The Supreme Court rejected these arguments, scrapping the “merely more than de minimis” standard that merely requires evidence of “some” progress for an IEP to satisfy federal education law. Instead, Justice Roberts, writing for a unanimous court, concluded that compliance with IDEA requires schools to “offer an IEP reasonably calculated to enable a child to make progress appropriate in light of the child’s circumstances.” The Court noted that for children “fully integrated in the regular classroom,” the IEP should be “reasonably calculated to enable the child to achieve passing marks and advance from grade to grade.” Put another way, “for most children, a FAPE will involve integration in the regular classroom and individualized special education calculated to achieve advancement from grade to grade.”
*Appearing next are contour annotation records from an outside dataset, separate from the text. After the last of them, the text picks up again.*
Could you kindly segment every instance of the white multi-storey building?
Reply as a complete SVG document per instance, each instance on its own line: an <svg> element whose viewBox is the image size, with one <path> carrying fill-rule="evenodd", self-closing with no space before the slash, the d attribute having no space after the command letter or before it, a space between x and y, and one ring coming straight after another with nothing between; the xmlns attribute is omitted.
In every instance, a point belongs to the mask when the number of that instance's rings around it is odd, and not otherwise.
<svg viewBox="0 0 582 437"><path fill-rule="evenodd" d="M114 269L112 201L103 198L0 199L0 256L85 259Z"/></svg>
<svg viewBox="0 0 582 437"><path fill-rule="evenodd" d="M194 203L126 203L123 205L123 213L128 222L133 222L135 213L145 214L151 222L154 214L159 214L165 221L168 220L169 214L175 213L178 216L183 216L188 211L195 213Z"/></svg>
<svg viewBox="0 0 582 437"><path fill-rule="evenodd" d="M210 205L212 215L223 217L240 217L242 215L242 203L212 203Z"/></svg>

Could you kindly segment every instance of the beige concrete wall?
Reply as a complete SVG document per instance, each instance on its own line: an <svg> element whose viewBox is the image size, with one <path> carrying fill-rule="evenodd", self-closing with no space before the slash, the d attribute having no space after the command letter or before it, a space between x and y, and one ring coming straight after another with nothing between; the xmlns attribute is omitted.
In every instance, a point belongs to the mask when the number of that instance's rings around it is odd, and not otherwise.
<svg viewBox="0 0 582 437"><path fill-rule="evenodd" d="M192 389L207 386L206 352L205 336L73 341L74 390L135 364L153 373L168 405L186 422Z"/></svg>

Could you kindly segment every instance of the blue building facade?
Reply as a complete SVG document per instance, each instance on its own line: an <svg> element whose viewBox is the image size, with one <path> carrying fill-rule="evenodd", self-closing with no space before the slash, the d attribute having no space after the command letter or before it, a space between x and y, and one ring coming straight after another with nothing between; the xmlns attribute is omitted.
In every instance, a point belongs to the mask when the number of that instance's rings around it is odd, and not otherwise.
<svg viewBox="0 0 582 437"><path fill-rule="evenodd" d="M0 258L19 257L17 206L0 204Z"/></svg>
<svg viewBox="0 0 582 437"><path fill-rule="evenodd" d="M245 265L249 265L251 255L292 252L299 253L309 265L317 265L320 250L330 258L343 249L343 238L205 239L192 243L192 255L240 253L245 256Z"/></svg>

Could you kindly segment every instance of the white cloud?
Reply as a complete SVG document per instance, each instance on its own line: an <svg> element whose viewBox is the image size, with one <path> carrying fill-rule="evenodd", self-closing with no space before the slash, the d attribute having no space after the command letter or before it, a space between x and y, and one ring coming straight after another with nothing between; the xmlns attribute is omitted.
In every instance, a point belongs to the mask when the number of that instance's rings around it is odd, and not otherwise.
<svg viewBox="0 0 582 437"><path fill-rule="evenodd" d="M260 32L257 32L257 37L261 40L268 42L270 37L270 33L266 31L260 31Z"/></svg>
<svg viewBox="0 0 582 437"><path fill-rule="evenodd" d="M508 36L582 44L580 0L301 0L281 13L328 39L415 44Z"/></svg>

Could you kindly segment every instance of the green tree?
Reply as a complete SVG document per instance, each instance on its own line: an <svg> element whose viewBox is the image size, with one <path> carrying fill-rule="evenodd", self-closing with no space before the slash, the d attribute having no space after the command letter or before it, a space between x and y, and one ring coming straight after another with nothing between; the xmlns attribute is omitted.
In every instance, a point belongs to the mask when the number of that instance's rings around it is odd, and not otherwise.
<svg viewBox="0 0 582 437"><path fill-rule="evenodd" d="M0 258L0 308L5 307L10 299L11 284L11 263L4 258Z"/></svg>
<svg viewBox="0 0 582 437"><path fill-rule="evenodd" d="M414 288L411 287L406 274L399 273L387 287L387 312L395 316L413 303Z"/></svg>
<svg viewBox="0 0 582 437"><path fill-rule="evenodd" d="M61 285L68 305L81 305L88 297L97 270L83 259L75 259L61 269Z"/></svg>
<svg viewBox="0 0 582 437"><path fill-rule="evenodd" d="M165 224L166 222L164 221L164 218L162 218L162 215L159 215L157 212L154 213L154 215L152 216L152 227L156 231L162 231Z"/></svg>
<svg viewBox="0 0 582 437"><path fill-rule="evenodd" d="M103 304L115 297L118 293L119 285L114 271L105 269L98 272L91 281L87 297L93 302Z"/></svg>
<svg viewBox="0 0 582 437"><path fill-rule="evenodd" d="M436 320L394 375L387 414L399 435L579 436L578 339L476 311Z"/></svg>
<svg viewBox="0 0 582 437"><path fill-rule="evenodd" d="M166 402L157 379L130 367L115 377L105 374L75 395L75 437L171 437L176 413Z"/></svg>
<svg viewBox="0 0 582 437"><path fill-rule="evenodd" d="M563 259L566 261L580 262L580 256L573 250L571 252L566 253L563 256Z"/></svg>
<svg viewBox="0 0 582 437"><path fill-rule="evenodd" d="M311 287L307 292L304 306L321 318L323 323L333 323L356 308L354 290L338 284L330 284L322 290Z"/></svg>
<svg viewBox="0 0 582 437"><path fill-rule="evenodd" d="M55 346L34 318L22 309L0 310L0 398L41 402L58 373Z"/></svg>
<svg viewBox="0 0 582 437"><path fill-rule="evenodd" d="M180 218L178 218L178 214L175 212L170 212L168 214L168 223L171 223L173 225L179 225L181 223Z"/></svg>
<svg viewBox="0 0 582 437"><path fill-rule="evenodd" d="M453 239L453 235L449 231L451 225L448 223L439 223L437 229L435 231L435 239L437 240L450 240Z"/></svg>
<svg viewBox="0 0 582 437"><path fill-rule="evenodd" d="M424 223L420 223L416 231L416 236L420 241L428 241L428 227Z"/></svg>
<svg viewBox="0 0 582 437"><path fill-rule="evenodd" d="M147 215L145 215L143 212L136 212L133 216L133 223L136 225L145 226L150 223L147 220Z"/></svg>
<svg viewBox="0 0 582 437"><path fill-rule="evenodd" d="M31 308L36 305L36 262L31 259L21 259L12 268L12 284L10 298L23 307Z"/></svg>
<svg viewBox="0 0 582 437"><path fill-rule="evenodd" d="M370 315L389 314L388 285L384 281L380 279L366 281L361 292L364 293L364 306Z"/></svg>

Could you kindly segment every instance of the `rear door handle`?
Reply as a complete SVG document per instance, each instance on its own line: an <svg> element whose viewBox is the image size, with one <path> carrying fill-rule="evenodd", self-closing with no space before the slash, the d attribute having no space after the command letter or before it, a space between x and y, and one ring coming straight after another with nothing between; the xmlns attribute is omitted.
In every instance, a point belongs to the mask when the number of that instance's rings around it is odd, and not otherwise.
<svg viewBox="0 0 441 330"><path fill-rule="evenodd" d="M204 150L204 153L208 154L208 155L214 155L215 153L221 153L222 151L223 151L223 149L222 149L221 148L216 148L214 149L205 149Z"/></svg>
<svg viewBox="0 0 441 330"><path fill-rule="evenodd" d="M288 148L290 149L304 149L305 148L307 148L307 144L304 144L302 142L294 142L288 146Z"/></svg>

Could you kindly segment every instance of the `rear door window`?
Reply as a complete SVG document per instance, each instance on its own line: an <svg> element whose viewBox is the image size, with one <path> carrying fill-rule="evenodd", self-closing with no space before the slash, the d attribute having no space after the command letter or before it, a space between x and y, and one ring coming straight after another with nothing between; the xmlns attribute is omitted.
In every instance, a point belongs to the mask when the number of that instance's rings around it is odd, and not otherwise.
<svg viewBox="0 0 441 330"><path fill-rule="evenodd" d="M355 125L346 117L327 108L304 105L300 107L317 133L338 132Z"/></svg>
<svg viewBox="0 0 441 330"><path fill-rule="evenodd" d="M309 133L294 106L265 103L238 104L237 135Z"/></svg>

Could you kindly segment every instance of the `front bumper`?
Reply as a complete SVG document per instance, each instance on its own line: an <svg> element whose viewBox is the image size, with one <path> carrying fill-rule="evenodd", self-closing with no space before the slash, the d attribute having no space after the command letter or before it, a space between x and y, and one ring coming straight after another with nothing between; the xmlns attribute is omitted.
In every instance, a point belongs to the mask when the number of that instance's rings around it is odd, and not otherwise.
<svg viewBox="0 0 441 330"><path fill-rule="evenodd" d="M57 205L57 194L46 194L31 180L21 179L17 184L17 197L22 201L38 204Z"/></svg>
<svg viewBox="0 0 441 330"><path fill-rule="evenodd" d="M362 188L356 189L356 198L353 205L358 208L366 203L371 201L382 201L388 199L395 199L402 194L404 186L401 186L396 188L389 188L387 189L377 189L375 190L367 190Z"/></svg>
For a child who cannot be “fully integrated in the regular classroom and not able to achieve on grade level,” the Court acknowledged that, while “grade-level advancement” may not be the appropriate measuring stick for compliance, the child’s “educational program must be appropriately ambitious in light of his circumstances.” According to the Court, “every child should have the chance to meet challenging objectives.”
This broad, individualized standard for children who cannot reasonably attain grade-level advancement will seemingly require schools to increase the services offered as part of their IEPs. It will likely invite considerable litigation against schools as lower courts flesh out its application in a variety of specific contexts.
What Does This Mean For Public Schools?
The only educational institutions affected by today’s ruling are public schools receiving federal funding and subject to the IDEA. Up until now, a school district could feel confident that it was satisfying federal education law if it developed an IEP reasonably calculated to guarantee some educational benefit. The measure and adequacy of an IEP would only be determined as of the time it was offered to the student, and there would be no “Monday Morning Quarterbacking” to look to the actual success of the student in reviewing the adequacy of the plan. The question of the student’s actual progress was rarely examined, and if so, all that was required was “some” amount of progress to meet the IDEA standard. That day is no more.
From now on, however, for students who are fully integrated into the classroom, schools will be required to provide enhanced services not only designed to provide some benefit, but that are reasonably calculated to keep track with grade progress. For those who cannot be fully integrated into the classroom, services must be designed such that the educational program is “appropriately ambitious in light of [the student’s] circumstances.” While this standard was partially designed to iron out the purported ambiguity of the previous standard, it also has inherent ambiguities which, when coupled with the enhanced requirements for public schools, will likely lead to significant litigation and costs in this area over the next several years.